Marine Navigation Act 2013
- Parliament of the United Kingdom
- Long title: An Act to make provision in relation to marine navigation and harbours.
- Citation: 2013 c. 23
- Introduced by: Sheryll Murray (Commons) Baroness Wilcox (Lords)
- Territorial extent: United Kingdom

Dates
- Royal assent: 25 April 2013
- Commencement: various

Other legislation
- Amends: Harbours Act 1964; Pilotage Act 1987; Merchant Shipping Act 1995;
- Relates to: Pilotage Act 1987; Harbours Act 1964; Merchant Shipping Act 1995;

Status: Current legislation

History of passage through Parliament

Text of statute as originally enacted

Revised text of statute as amended

Text of the Marine Navigation Act 2013 as in force today (including any amendments) within the United Kingdom, from legislation.gov.uk.

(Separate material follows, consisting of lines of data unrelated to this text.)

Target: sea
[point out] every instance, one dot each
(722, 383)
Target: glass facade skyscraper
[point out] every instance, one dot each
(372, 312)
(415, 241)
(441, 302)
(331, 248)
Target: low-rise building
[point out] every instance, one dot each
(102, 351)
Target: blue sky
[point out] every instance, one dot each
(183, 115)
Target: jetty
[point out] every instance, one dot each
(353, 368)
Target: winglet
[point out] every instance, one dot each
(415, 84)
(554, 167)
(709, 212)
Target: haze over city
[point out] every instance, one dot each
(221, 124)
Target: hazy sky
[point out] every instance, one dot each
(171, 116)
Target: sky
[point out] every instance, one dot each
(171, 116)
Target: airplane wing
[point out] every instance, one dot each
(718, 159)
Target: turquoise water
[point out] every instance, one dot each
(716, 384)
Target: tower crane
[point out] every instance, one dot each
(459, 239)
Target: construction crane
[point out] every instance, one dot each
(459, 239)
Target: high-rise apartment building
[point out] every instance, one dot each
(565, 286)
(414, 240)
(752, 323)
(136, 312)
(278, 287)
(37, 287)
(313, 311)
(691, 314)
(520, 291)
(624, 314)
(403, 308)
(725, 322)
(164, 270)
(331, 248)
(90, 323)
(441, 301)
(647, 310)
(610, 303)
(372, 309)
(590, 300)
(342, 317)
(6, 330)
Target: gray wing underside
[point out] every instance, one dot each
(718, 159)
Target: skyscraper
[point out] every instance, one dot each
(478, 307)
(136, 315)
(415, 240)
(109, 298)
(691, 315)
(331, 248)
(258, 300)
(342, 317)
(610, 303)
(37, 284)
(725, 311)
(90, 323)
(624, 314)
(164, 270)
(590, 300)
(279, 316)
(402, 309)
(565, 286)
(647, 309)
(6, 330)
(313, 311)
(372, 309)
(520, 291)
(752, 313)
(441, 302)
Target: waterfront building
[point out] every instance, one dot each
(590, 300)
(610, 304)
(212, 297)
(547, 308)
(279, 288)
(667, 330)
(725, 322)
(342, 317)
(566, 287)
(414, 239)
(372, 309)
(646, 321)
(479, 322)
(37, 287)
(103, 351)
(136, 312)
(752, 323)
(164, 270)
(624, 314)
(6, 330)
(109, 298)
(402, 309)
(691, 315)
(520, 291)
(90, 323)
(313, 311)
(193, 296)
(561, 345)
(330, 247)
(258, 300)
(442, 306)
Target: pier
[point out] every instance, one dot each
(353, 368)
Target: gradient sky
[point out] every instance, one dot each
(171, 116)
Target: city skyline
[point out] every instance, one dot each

= Marine Navigation Act 2013 =

Act of the Parliament of the United Kingdom

The Marine Navigation Act 2013 (c. 23) is an act of the Parliament of the United Kingdom that amends various existing legislation, in particular relating to pilotage and the powers of harbour authorities, ports police, and the general lighthouse authorities.

The act is the result of a private member's bill promoted by Sheryll Murray (the Conservative MP for South East Cornwall) and Baroness Wilcox (a Conservative peer). Much of its content has its origins in a draft Bill published by the Department for Transport in 2008.

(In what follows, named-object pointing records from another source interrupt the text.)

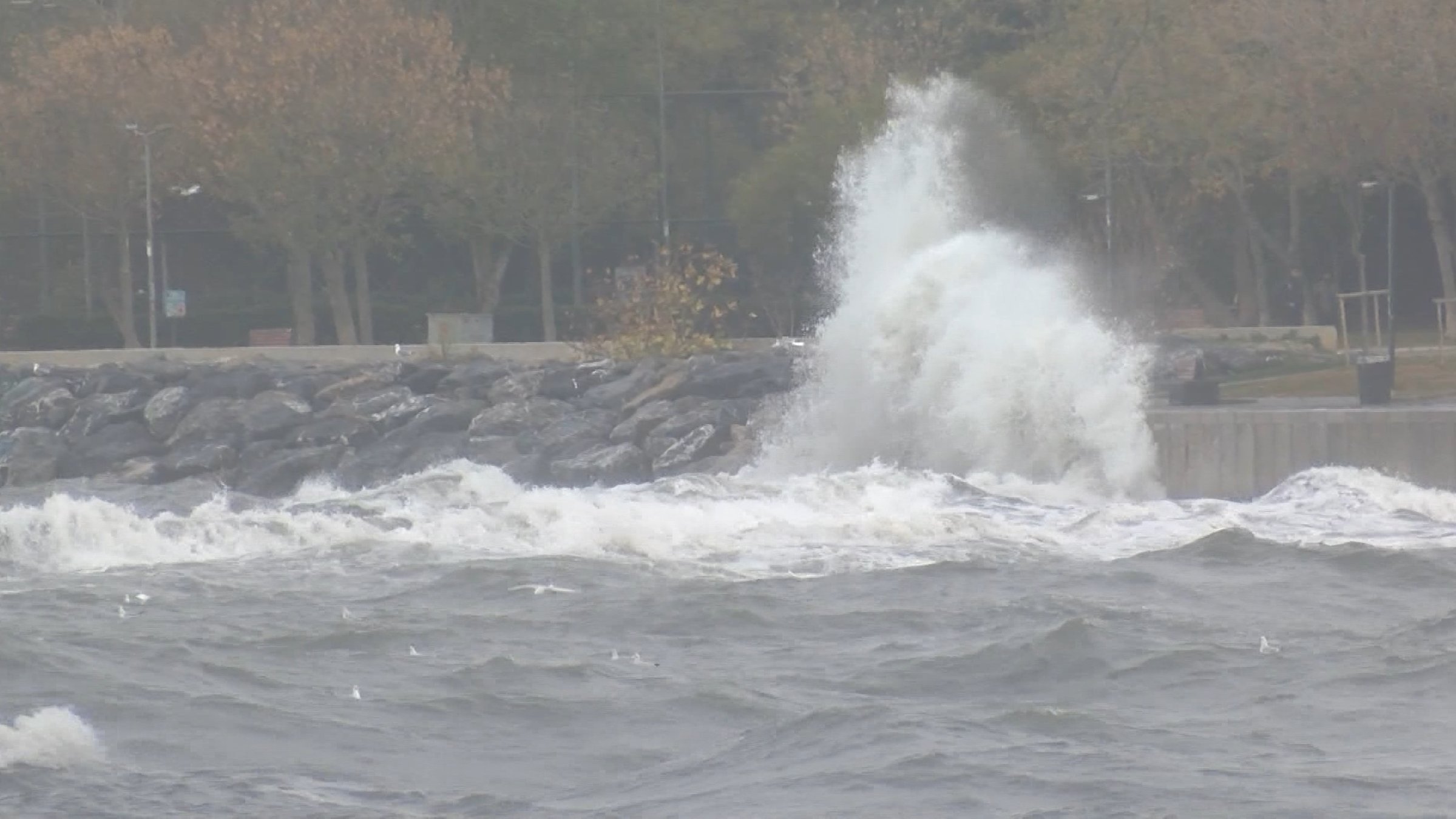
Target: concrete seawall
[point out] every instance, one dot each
(1241, 453)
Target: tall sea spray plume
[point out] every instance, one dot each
(958, 339)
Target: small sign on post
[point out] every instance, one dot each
(174, 305)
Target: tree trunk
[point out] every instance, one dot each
(1245, 283)
(490, 271)
(362, 294)
(548, 298)
(1445, 243)
(337, 287)
(1308, 315)
(121, 305)
(300, 295)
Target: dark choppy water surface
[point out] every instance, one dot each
(1055, 678)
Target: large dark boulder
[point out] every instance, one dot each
(737, 376)
(606, 465)
(238, 383)
(711, 414)
(214, 419)
(517, 388)
(425, 379)
(640, 423)
(37, 402)
(574, 434)
(273, 414)
(567, 383)
(447, 415)
(348, 388)
(165, 411)
(398, 453)
(30, 456)
(493, 450)
(280, 473)
(370, 403)
(334, 431)
(515, 418)
(114, 379)
(200, 457)
(107, 448)
(698, 444)
(100, 410)
(616, 393)
(472, 380)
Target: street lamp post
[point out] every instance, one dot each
(152, 264)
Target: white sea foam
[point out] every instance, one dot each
(740, 527)
(955, 342)
(49, 738)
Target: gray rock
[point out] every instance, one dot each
(347, 389)
(737, 376)
(114, 379)
(427, 379)
(404, 412)
(37, 402)
(165, 411)
(616, 393)
(637, 428)
(238, 383)
(273, 414)
(401, 451)
(701, 443)
(435, 448)
(515, 418)
(716, 414)
(472, 380)
(369, 403)
(100, 410)
(107, 448)
(30, 456)
(280, 473)
(143, 472)
(574, 434)
(197, 459)
(214, 419)
(334, 431)
(603, 465)
(493, 451)
(516, 388)
(567, 383)
(529, 469)
(447, 415)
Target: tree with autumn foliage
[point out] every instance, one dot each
(318, 117)
(67, 134)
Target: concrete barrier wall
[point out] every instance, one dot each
(522, 352)
(1241, 454)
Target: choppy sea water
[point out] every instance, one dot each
(871, 644)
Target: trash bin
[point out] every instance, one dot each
(1376, 379)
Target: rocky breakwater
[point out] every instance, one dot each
(264, 428)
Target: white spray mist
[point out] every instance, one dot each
(957, 345)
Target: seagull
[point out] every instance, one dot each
(541, 590)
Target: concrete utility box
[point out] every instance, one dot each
(461, 328)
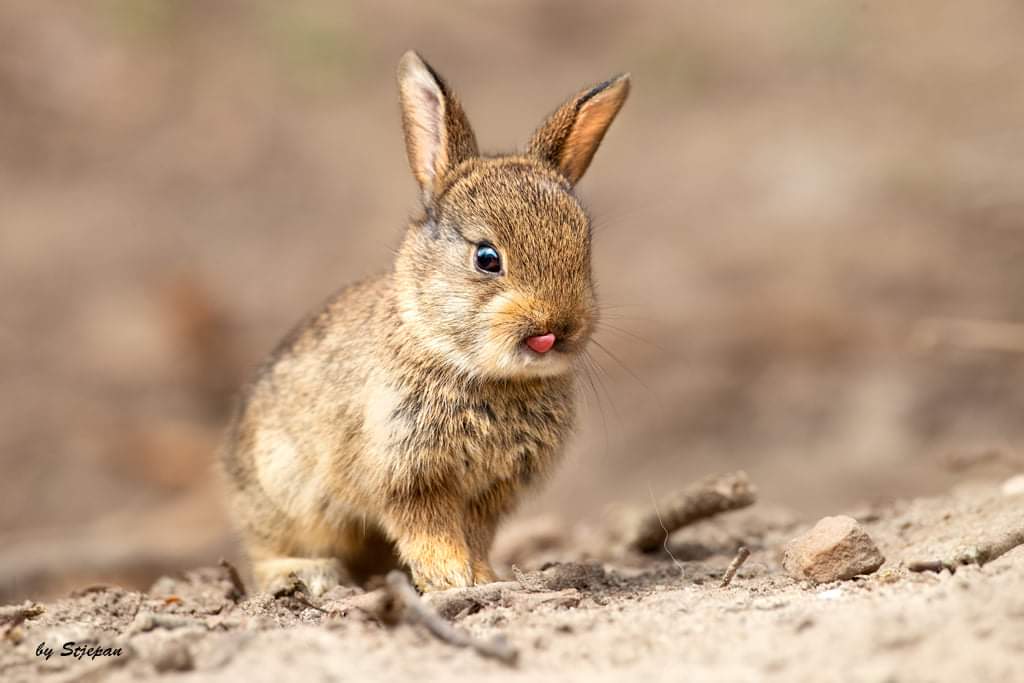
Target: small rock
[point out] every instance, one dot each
(835, 549)
(1014, 485)
(173, 656)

The act achieved royal assent on 25 April 2013.

== Provisions ==
There are 11 substantive sections in the act:
- Sections 1 to 4 deal with pilotage and pilotage exemption certificates, amending the Pilotage Act 1987 principally to allow harbours to relinquish their duties and powers in relation to pilotage, and to permit pilotage exemption certificates to be issued to any qualified bona fide deck officer of a ship.
- Sections 5 and 6 provide procedures for harbour authorities to obtain powers to make directions to ships in their waters, or to close the harbour.
- Section 7 provides for ports police in England and Wales to operate outside the port in relation to port matters or to make an arrest within a port in relation to a crime committed outside the port (dependent on the consent of the chief officer of the relevant police area). This allowed Kent Police to grant permission to the Port of Dover Police.
- Sections 8, 9 and 11 relate to the powers of the general lighthouse authorities; their area of operation, their ability to enter into commercial agreements; and their use of electronic aids to navigation to mark wrecks.
- Section 10 provides for statutory instruments relating to manning of ships to refer to documents that may then be updated over time without having to make a new statutory instrument.